Putting the pieces together and running meta-rounds

We create the environment dimensions, instantiate the DQN agent and MetaAgent, run meta-rounds to let the meta-agent choose plans, and then evaluate across difficulty levels. Periodic target updates and evaluation-mode runs help measure progress.

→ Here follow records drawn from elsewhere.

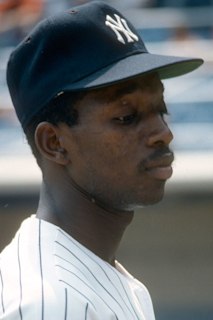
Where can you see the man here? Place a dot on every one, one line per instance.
(90, 99)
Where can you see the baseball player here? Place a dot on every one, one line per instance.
(89, 97)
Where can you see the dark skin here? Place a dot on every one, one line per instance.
(114, 160)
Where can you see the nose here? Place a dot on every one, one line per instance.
(160, 133)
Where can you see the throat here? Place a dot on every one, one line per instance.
(97, 228)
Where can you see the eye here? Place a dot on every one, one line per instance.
(127, 119)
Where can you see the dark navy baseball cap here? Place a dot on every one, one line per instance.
(84, 48)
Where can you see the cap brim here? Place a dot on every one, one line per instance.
(135, 65)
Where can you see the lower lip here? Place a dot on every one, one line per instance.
(160, 173)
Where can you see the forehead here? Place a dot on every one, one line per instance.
(150, 82)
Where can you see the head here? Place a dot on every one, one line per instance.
(90, 99)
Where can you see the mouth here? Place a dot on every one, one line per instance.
(160, 168)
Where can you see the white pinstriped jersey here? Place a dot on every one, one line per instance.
(47, 275)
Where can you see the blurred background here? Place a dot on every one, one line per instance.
(168, 246)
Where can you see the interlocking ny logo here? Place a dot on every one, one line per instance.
(119, 26)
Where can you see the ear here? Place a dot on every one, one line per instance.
(47, 139)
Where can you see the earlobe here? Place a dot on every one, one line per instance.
(47, 139)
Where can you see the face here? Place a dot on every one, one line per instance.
(119, 150)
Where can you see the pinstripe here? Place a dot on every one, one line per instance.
(41, 273)
(68, 284)
(65, 307)
(2, 291)
(20, 282)
(92, 275)
(86, 311)
(126, 294)
(86, 286)
(133, 312)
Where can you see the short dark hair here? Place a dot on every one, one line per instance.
(60, 109)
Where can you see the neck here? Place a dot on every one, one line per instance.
(98, 228)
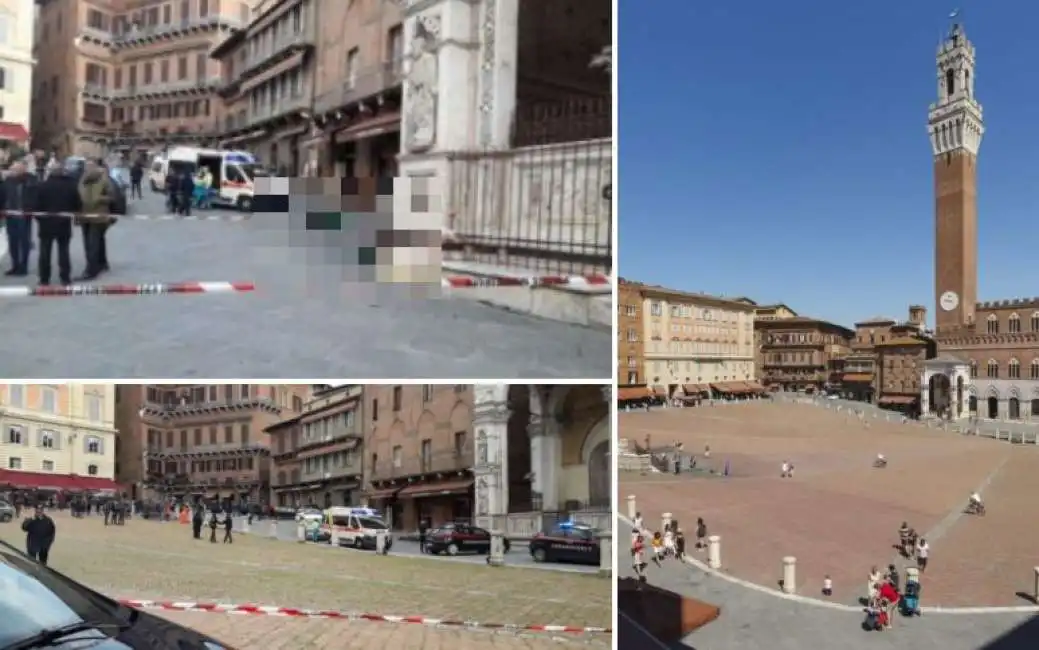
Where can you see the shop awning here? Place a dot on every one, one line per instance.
(384, 492)
(863, 377)
(369, 128)
(42, 481)
(436, 489)
(625, 394)
(255, 82)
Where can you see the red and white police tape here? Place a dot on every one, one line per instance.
(251, 610)
(86, 216)
(125, 290)
(533, 280)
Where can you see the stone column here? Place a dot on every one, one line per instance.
(490, 418)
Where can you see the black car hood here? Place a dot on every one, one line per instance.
(145, 632)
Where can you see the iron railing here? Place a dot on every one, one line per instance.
(544, 204)
(443, 460)
(366, 83)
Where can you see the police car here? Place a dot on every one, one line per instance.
(569, 541)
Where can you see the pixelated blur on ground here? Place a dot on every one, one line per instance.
(837, 515)
(152, 561)
(309, 316)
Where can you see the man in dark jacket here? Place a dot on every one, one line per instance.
(58, 193)
(18, 195)
(40, 533)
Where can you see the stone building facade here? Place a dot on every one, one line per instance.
(988, 360)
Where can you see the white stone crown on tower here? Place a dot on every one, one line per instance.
(955, 122)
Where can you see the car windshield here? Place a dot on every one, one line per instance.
(33, 598)
(252, 170)
(372, 522)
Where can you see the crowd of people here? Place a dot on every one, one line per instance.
(94, 188)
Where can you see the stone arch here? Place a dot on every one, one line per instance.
(595, 453)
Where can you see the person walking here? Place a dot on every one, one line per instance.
(96, 193)
(40, 532)
(57, 193)
(196, 521)
(18, 196)
(136, 174)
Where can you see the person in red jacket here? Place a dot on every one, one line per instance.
(889, 596)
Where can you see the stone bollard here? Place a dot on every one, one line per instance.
(1035, 591)
(714, 551)
(605, 554)
(497, 556)
(789, 574)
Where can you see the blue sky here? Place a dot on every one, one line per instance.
(779, 150)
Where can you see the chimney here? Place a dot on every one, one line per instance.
(917, 315)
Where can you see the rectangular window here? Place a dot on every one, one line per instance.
(48, 400)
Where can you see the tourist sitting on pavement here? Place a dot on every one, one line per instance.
(889, 597)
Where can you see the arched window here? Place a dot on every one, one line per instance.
(92, 444)
(1014, 324)
(992, 370)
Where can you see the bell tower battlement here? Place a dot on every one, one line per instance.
(956, 127)
(955, 120)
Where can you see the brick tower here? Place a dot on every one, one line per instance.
(956, 128)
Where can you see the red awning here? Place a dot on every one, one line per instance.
(38, 480)
(14, 132)
(436, 489)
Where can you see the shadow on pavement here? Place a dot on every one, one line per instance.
(650, 618)
(1023, 637)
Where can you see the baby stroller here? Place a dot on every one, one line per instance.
(910, 599)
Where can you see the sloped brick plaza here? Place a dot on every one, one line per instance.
(152, 561)
(837, 515)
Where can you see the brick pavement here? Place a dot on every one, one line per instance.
(838, 516)
(751, 620)
(161, 562)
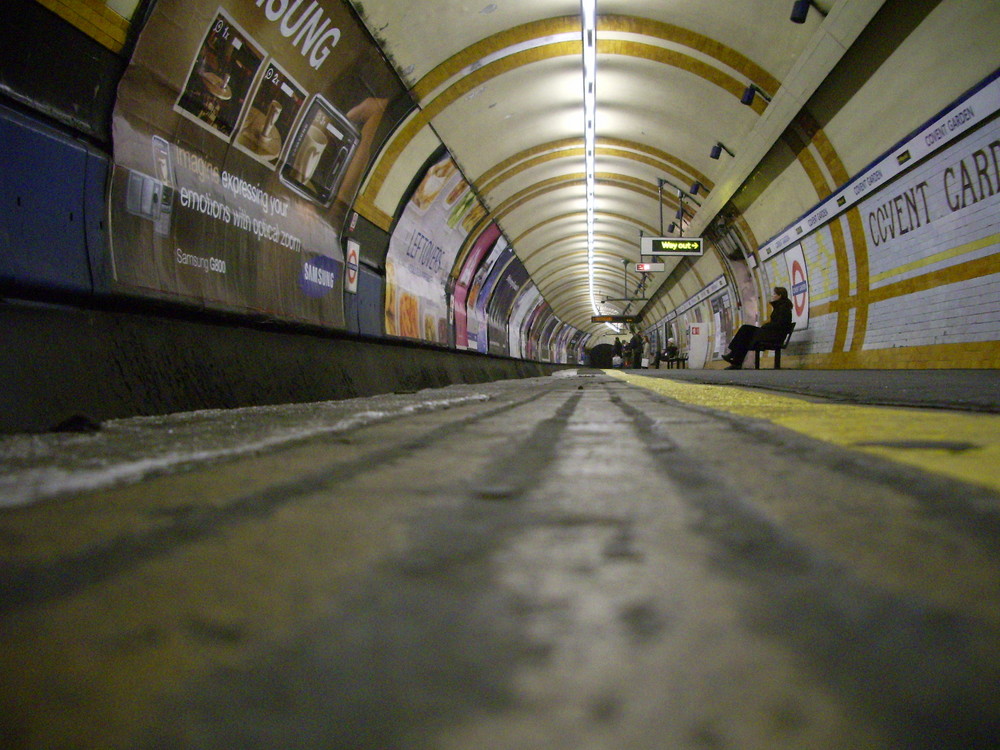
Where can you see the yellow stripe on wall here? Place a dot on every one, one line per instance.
(94, 18)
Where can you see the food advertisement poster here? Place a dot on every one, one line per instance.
(422, 251)
(241, 131)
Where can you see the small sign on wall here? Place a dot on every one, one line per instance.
(351, 267)
(799, 286)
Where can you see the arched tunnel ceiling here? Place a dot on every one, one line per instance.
(500, 84)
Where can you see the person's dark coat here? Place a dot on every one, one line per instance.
(773, 331)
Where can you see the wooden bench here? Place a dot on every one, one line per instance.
(772, 346)
(680, 360)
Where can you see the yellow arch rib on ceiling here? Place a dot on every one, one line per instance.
(528, 194)
(573, 148)
(540, 29)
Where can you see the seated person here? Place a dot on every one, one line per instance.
(773, 331)
(670, 351)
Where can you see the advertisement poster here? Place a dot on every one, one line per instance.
(241, 131)
(478, 312)
(527, 301)
(422, 252)
(798, 289)
(501, 306)
(473, 321)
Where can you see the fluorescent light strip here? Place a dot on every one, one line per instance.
(588, 15)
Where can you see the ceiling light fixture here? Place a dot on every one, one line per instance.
(800, 9)
(750, 91)
(588, 18)
(718, 148)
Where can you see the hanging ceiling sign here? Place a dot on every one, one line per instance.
(671, 246)
(614, 319)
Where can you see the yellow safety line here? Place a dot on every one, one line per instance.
(852, 426)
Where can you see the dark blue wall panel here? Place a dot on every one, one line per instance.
(43, 179)
(371, 319)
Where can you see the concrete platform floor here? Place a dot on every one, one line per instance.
(599, 560)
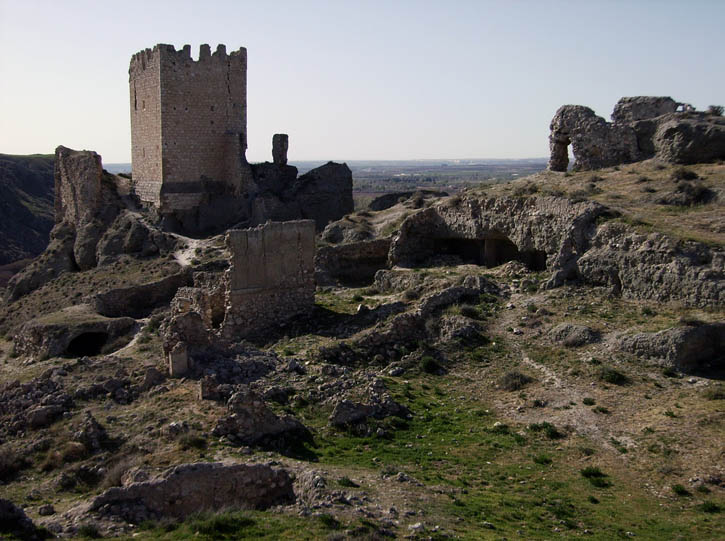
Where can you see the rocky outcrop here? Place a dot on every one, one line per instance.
(26, 192)
(595, 142)
(191, 488)
(378, 404)
(54, 261)
(74, 331)
(323, 194)
(15, 523)
(690, 138)
(636, 108)
(654, 266)
(643, 127)
(353, 263)
(91, 434)
(566, 238)
(90, 228)
(572, 336)
(138, 301)
(542, 232)
(32, 405)
(130, 234)
(691, 348)
(388, 200)
(251, 422)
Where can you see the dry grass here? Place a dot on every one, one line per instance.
(634, 190)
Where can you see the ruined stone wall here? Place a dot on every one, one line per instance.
(271, 277)
(643, 127)
(77, 185)
(188, 124)
(145, 92)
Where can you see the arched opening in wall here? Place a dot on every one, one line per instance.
(491, 250)
(217, 316)
(87, 344)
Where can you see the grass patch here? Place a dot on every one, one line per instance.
(613, 376)
(514, 381)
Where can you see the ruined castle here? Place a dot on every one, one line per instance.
(642, 127)
(188, 124)
(189, 139)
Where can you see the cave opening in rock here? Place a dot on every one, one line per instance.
(86, 344)
(490, 251)
(360, 272)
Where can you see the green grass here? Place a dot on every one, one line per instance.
(239, 525)
(474, 471)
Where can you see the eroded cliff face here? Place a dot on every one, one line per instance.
(93, 224)
(570, 240)
(541, 232)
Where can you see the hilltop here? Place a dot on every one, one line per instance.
(561, 377)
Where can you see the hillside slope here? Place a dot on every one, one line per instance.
(26, 205)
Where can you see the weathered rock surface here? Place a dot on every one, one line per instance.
(353, 264)
(654, 266)
(14, 521)
(324, 194)
(74, 331)
(25, 228)
(636, 108)
(573, 336)
(251, 422)
(595, 142)
(129, 234)
(54, 261)
(378, 404)
(346, 231)
(564, 237)
(91, 434)
(690, 138)
(643, 127)
(388, 200)
(139, 300)
(542, 232)
(87, 231)
(191, 488)
(688, 348)
(32, 405)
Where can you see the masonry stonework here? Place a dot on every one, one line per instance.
(188, 125)
(271, 276)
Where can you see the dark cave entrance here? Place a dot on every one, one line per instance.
(87, 344)
(491, 251)
(561, 151)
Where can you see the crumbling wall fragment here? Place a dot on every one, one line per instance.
(643, 127)
(271, 276)
(280, 144)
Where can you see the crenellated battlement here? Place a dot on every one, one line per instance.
(167, 53)
(188, 122)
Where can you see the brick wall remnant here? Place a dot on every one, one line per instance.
(271, 276)
(280, 144)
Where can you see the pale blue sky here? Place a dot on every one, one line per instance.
(360, 79)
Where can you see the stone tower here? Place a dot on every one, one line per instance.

tmp_env = gym.make("CartPole-v1", max_episode_steps=100)
obs_dim, act_dim = tmp_env.observation_space.shape[0], tmp_env.action_space.n
tmp_env.close()
 
 
agent = DQNAgent(obs_dim, act_dim)
meta = MetaAgent(agent)
 
 
eval_log = meta.run(meta_rounds=36)
 
 
final_scores = agent.evaluate_across_levels(meta.levels, episodes=10)
print("Final Evaluation")
for k, v in final_scores.items():
   print(k, v)

Visualizing meta-controlled learning

A simple plot of average returns by meta-round for each difficulty level helps reveal how the meta-agent's choices influence learning trajectories. You can inspect per-difficulty curves to see whether training focus shifts toward harder tasks as performance improves.

plt.figure(figsize=(9,4))
for diff, color in [("EASY","tab:blue"), ("MEDIUM","tab:orange"), ("HARD","tab:red")]:
   if eval_log[diff]:
       x, y = zip(*eval_log[diff])
       plt.plot(x, y, marker="o", label=f"{diff}")
plt.xlabel("Meta-Round")
plt.ylabel("Avg Return")
plt.title("Agentic Meta-Control Evaluation")
plt.legend()
plt.grid(True, alpha=0.3)
plt.tight_layout()
plt.show()

What this design reveals

By combining a robust low-level learner with a meta-agent that plans using a UCB-style bandit, the system learns both task behavior and how to schedule training. Curriculum progression, adaptive exploration modes, and meta-level rewards allow the agent to be self-directed: it not only optimizes actions in the environment but also the way it learns over time.

The code above is modular: you can swap environments, adjust plan spaces, change meta-reward shaping, or replace the planner with another bandit or policy optimization method to study different forms of agentic training.